The one knock I have on RGIII is his ability to stay healthy for an entire season, and if so, how many seasons? The way in which he plays is something I looked forward to being witness to every Sunday, but with the latest knee injury, I have concerns his body-type can stand up to the punishment the NFL delivers on a weekly basis. Back in 2009, RGIII tore the same ACL that cost him the remainder of the season. Three years later, the same knee shredded and his outlook for the start 2013 is in doubt.
We’ve seen superstar players come back from this sort of injury – Adrian Peterson and Jamaal Charles being the most recent. The difference here is that they came back after their first knee surgery. Who knows how RGIII’s knee will hold up now? Not even Dr. James Andrews can say with any certainty as it stands now.
Kaepernick, on the other hand, has never had such a major injury, and that’s with running the ball 600 times during his college days with Nevada.

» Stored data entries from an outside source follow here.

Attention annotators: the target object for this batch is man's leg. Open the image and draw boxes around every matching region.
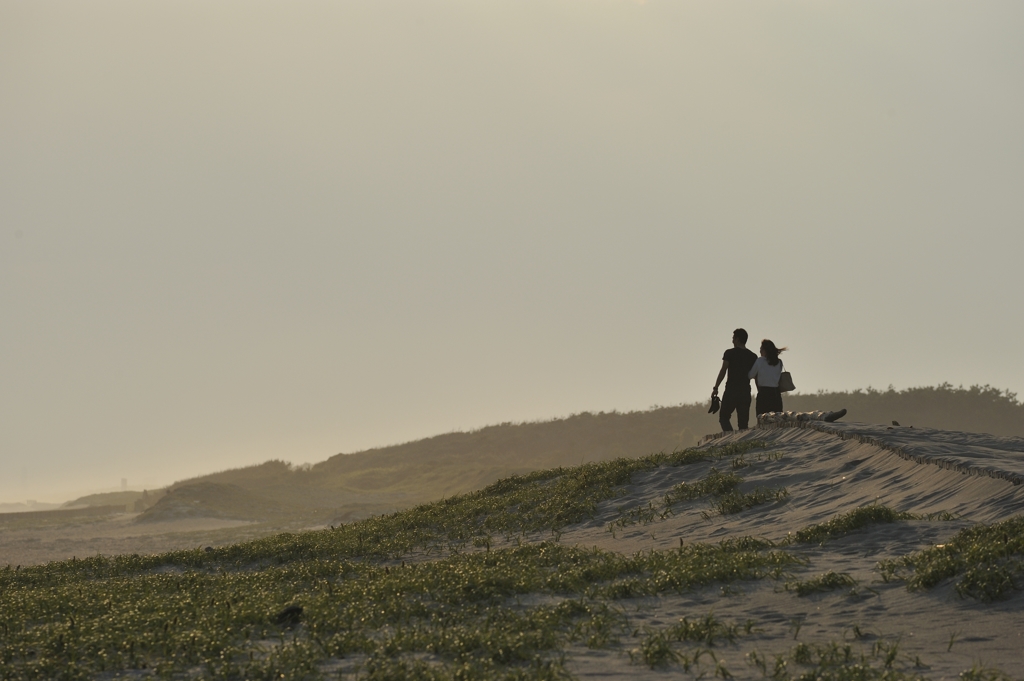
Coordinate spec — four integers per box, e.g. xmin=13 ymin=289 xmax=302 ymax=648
xmin=736 ymin=390 xmax=752 ymax=430
xmin=719 ymin=390 xmax=737 ymax=431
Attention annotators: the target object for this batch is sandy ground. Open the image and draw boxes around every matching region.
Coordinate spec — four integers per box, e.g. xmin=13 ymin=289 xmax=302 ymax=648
xmin=553 ymin=424 xmax=1024 ymax=679
xmin=0 ymin=514 xmax=268 ymax=567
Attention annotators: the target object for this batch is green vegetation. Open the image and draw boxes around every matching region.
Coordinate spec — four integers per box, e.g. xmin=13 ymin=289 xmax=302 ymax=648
xmin=631 ymin=636 xmax=710 ymax=672
xmin=706 ymin=486 xmax=790 ymax=518
xmin=747 ymin=639 xmax=929 ymax=681
xmin=664 ymin=468 xmax=743 ymax=504
xmin=0 ymin=541 xmax=794 ymax=680
xmin=610 ymin=452 xmax=789 ymax=532
xmin=630 ymin=628 xmax=683 ymax=669
xmin=879 ymin=515 xmax=1024 ymax=602
xmin=630 ymin=631 xmax=938 ymax=680
xmin=629 ymin=614 xmax=756 ymax=670
xmin=790 ymin=506 xmax=918 ymax=545
xmin=784 ymin=571 xmax=858 ymax=596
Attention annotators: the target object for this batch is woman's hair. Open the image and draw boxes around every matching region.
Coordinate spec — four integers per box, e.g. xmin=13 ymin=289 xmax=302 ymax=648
xmin=760 ymin=339 xmax=787 ymax=366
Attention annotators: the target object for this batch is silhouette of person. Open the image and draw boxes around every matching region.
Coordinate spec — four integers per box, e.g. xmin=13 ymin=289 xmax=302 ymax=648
xmin=712 ymin=328 xmax=758 ymax=431
xmin=749 ymin=338 xmax=787 ymax=416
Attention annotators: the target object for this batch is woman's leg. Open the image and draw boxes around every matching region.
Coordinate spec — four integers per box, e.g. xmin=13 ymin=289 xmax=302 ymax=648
xmin=757 ymin=388 xmax=782 ymax=415
xmin=755 ymin=390 xmax=767 ymax=416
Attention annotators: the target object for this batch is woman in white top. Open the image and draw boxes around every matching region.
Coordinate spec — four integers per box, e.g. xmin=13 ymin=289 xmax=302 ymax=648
xmin=748 ymin=339 xmax=787 ymax=416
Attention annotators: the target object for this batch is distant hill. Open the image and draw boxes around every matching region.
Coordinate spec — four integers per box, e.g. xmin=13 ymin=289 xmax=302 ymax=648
xmin=63 ymin=491 xmax=145 ymax=509
xmin=140 ymin=409 xmax=699 ymax=524
xmin=135 ymin=482 xmax=300 ymax=524
xmin=138 ymin=384 xmax=1023 ymax=524
xmin=63 ymin=489 xmax=163 ymax=513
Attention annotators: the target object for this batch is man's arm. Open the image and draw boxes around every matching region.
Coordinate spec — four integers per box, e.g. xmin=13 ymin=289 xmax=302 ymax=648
xmin=714 ymin=360 xmax=728 ymax=392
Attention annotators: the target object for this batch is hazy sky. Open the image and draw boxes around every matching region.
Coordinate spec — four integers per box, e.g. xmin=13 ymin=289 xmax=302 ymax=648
xmin=2 ymin=0 xmax=1022 ymax=504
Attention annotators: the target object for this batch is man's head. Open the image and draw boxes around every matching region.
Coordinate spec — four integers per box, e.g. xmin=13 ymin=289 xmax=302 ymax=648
xmin=732 ymin=328 xmax=748 ymax=346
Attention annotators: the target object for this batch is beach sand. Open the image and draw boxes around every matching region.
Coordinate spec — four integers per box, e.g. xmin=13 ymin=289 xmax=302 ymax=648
xmin=0 ymin=514 xmax=263 ymax=567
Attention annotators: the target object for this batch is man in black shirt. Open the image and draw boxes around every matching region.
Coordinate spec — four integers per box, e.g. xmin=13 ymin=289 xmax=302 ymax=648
xmin=713 ymin=328 xmax=758 ymax=431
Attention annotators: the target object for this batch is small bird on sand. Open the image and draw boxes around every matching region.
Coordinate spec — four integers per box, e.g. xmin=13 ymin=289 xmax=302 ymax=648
xmin=274 ymin=605 xmax=303 ymax=627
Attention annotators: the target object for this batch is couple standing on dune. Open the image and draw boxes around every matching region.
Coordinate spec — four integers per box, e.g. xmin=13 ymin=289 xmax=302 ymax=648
xmin=712 ymin=328 xmax=788 ymax=432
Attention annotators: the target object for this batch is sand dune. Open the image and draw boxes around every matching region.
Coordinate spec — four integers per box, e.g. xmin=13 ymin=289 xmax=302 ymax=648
xmin=577 ymin=424 xmax=1024 ymax=553
xmin=3 ymin=421 xmax=1023 ymax=677
xmin=553 ymin=423 xmax=1024 ymax=679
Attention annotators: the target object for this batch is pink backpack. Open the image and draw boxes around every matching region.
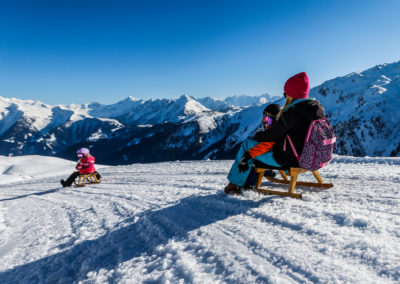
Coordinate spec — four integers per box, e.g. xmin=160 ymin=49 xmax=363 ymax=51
xmin=284 ymin=118 xmax=336 ymax=171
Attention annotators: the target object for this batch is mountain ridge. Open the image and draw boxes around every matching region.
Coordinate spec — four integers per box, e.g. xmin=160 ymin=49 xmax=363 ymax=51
xmin=310 ymin=60 xmax=400 ymax=156
xmin=1 ymin=60 xmax=400 ymax=163
xmin=0 ymin=92 xmax=274 ymax=163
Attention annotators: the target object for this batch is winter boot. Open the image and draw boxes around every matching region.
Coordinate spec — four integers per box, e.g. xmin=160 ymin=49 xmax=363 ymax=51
xmin=244 ymin=167 xmax=257 ymax=188
xmin=62 ymin=172 xmax=79 ymax=187
xmin=94 ymin=171 xmax=102 ymax=181
xmin=60 ymin=179 xmax=67 ymax=187
xmin=224 ymin=183 xmax=242 ymax=195
xmin=264 ymin=170 xmax=276 ymax=178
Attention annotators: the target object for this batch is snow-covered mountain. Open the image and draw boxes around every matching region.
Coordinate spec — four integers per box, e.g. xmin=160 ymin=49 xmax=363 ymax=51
xmin=1 ymin=60 xmax=400 ymax=163
xmin=197 ymin=93 xmax=279 ymax=110
xmin=0 ymin=94 xmax=278 ymax=164
xmin=310 ymin=61 xmax=400 ymax=157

Looking at a pure stats point of view (playoffs included), the two are amazingly equal. Kaepernick, in his starts, has passed for an average of 222.1 yards/1.3 touchdowns per game. RGIII has passed for 204 yards/1.4 touchdowns per game. In terms of rushing, Kaepernick has rushed for a total of 617 yards and seven touchdowns, while RGIII amassed 847 yards and seven touchdowns. Keep in mind Kaep’s first eight games were in limited duty.
Overall, if you take these numbers into account in terms of fantasy value, Kaepernick averages out to 21.6 points per game and RGIII at 21.4, so it’s a push.
Because these two are so similar, I have to go with the guy who I think has a better chance of surviving a full season on a year to year basis, and that’s Colin Kaepernick.
On a side note, I love RGIII and what he can bring to the NFL and your fantasy teams. I think he has the higher ceiling of the two, but your consistent points may come from Kaepernick.
The truth is, whoever of the two you have set as your QB1, you have a leg up on almost all the rest of the competition.
Thanks to all those who partook in my Twitterpoll and perhaps I’ll get to your questions in the coming weeks.